Professional Accreditation, Professional Statutory and Regulatory Bodies (PSRBs) and the Key Information Set (KIS)
Version 1.0 Produced 2012-03-29
Professional, Statutory and Regulatory Bodies (PSRBs) are a very diverse group of professional and employer bodies, regulators and those with statutory authority over a profession or group of professionals. PSRBs engage with higher education as regulators. They provide membership services and promote the interests of people working in professions; accredit or endorse courses that meet professional standards, provide a route through to the professions or are recognised by employers.
Examples of PSRBs are the General Medical Council, the Architects Registration Board, the British Association of Art Therapists, and the Institute of Physics.
Work (Professional, statutory and regulatory bodies: an exploration of their engagement with higher education) to understand PSRBs' roles and relationships with the HE sector was conducted by the Higher Education Better Regulation Group (HEBRG).
An accredited course is defined as one which is recognised by an accrediting body and may confer membership, chartered status or partial exemption. Accreditation may be 'any process of approval leading to assurance that a programme meets the standards required by a particular profession'.

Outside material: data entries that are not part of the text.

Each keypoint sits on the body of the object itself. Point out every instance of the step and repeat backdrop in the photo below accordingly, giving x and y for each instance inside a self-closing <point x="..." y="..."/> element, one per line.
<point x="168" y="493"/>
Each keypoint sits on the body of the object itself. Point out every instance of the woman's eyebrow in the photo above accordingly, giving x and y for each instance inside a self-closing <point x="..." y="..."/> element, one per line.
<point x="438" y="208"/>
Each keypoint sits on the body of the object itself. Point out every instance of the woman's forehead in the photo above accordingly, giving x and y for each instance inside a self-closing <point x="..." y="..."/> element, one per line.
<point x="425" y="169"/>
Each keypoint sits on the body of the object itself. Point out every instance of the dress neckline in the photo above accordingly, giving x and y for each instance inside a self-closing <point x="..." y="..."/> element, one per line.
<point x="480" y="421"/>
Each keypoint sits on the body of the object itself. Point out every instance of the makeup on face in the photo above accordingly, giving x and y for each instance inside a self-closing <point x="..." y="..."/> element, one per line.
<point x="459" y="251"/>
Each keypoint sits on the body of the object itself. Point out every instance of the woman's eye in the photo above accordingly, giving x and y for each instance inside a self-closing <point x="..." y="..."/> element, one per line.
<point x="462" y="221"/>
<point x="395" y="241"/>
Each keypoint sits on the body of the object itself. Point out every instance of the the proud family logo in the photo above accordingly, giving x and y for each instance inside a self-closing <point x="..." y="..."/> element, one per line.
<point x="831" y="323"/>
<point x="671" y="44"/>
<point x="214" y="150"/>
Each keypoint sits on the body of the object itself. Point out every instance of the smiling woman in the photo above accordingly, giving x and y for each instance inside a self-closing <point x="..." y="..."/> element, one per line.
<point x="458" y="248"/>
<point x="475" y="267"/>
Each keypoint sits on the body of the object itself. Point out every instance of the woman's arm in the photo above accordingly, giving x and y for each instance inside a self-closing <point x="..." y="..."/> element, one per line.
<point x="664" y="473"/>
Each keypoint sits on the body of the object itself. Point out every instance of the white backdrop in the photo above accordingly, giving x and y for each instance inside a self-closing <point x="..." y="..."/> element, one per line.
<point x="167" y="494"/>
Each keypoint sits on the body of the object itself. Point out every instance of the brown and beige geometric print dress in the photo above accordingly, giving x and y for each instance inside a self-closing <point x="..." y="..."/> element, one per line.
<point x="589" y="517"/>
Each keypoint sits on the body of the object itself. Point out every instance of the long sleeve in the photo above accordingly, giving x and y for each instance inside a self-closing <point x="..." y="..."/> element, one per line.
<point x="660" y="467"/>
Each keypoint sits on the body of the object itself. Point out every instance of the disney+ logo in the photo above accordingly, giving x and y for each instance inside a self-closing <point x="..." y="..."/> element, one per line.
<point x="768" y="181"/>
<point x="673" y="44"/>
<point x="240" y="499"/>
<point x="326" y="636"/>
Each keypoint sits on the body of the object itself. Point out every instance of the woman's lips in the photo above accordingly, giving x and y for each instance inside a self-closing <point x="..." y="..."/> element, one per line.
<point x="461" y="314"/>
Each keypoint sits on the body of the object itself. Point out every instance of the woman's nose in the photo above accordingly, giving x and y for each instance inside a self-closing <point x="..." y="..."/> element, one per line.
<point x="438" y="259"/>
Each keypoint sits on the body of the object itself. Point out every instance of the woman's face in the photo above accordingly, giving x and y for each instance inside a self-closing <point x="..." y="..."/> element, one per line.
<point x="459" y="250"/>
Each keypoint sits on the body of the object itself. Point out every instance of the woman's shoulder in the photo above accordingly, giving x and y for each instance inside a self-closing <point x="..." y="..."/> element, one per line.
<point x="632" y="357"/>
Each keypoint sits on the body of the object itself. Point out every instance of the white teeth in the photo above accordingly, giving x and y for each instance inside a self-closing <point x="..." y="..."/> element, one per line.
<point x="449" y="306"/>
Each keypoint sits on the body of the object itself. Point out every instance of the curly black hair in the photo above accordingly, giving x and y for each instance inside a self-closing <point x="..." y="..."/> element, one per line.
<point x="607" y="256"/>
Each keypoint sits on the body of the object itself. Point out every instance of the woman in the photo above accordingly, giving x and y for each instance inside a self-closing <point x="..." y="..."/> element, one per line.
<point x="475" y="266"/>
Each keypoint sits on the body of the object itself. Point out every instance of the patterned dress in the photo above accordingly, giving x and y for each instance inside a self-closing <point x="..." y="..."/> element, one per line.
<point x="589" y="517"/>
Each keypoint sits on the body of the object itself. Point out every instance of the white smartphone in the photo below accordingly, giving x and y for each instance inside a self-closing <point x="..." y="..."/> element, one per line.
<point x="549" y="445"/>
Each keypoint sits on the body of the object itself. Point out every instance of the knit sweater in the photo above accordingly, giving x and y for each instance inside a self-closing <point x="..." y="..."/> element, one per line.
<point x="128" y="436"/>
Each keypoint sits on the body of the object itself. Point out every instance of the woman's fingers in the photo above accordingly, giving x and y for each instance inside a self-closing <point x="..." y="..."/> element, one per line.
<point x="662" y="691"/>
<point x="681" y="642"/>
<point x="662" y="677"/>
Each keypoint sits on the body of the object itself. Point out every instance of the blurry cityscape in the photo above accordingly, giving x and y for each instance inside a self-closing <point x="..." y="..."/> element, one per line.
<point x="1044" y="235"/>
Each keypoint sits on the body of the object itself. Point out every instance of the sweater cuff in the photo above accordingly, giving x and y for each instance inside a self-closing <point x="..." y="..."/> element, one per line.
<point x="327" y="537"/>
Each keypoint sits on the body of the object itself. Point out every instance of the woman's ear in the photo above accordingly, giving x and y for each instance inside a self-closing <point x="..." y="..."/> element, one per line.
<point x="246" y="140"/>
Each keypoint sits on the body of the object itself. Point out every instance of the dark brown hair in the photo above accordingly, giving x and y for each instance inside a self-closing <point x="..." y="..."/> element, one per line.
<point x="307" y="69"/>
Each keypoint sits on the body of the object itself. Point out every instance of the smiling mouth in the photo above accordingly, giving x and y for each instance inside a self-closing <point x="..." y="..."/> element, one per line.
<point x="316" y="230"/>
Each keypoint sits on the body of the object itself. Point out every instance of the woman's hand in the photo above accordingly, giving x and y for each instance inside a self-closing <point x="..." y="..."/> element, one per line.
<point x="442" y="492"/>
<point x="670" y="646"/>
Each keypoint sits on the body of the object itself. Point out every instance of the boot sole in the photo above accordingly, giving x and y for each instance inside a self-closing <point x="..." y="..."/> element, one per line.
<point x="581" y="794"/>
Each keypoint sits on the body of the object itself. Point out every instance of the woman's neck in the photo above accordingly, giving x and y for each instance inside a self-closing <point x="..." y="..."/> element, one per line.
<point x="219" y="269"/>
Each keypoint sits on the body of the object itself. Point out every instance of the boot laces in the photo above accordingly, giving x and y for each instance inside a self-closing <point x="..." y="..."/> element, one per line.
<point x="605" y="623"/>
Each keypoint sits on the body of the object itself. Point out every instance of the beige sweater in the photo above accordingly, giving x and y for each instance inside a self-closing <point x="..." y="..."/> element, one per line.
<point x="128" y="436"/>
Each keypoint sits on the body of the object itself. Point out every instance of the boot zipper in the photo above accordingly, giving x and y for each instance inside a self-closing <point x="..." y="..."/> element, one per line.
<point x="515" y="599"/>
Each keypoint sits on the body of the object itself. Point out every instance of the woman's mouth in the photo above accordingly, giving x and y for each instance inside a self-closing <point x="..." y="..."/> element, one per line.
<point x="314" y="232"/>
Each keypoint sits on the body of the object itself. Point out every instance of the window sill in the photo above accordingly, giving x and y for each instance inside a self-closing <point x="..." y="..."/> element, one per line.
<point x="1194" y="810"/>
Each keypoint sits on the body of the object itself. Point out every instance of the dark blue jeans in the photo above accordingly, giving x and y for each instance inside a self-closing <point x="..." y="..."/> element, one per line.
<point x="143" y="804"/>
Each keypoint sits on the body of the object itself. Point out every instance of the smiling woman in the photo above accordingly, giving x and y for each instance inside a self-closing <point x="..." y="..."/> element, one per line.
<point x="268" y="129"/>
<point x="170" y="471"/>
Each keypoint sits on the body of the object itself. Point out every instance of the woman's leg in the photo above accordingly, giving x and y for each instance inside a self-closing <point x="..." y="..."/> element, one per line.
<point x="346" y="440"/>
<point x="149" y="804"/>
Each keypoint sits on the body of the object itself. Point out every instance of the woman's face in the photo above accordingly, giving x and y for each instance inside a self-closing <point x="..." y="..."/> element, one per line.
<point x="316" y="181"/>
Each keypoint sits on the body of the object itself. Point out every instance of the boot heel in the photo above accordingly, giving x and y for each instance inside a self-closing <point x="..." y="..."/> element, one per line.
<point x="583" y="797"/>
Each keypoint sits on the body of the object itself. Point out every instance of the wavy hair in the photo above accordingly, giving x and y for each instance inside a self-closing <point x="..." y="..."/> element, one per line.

Users of the KIS are encouraged to explore the exact nature of accreditation, what the accreditation/endorsement confers on prospective students, or other benefits that would accrue from studying such courses.
In research (understanding the information needs of users public information about higher education) informing the development of the KIS, students requested more information about courses that are professionally accredited and accreditation is an item of information that students considered important.
As HEBRG's report makes clear the range and scope of professional bodies extends beyond those with regulatory powers that have been established by statute, such as architects and doctors.
A number of professions have multiple PSRBs with different roles and responsibilities that may accredit, endorse and recognise individual courses. As part of this process of accurately defining the role and remit of these bodies, the Higher Education Statistics Agency (HESA) asked universities and colleges to let them know if there were any omissions from the list of accrediting bodies that was derived from the HEBRG database.
The KIS states where courses enable students to progress to the next phase of their career or require further learning and study before the student can progress.
Employers are consulted via their involvement in professional development in the professions and bodies relevant to the professions. For example, Skillset, the industry body for the UK creative industries, accredits digital media and computer games courses to ensure that qualifications being developed for use in, or progression into, the creative industries will meet the needs of employers and individuals. The Society of Biology is also developing a framework to accredit programmes that are valued by major pharmaceutical companies.
Where professions are not regulated by statute, employers will have their own recruitment policies and practices.
Any PSRBs that have changed name or merged with another organisation and kept the same overall aims and objectives will be updated as and when this happens. Other PSRBs may only be added to the list by referral from a higher education provider. Further details on PSRBs including information about the process and procedure are available on the HESA website.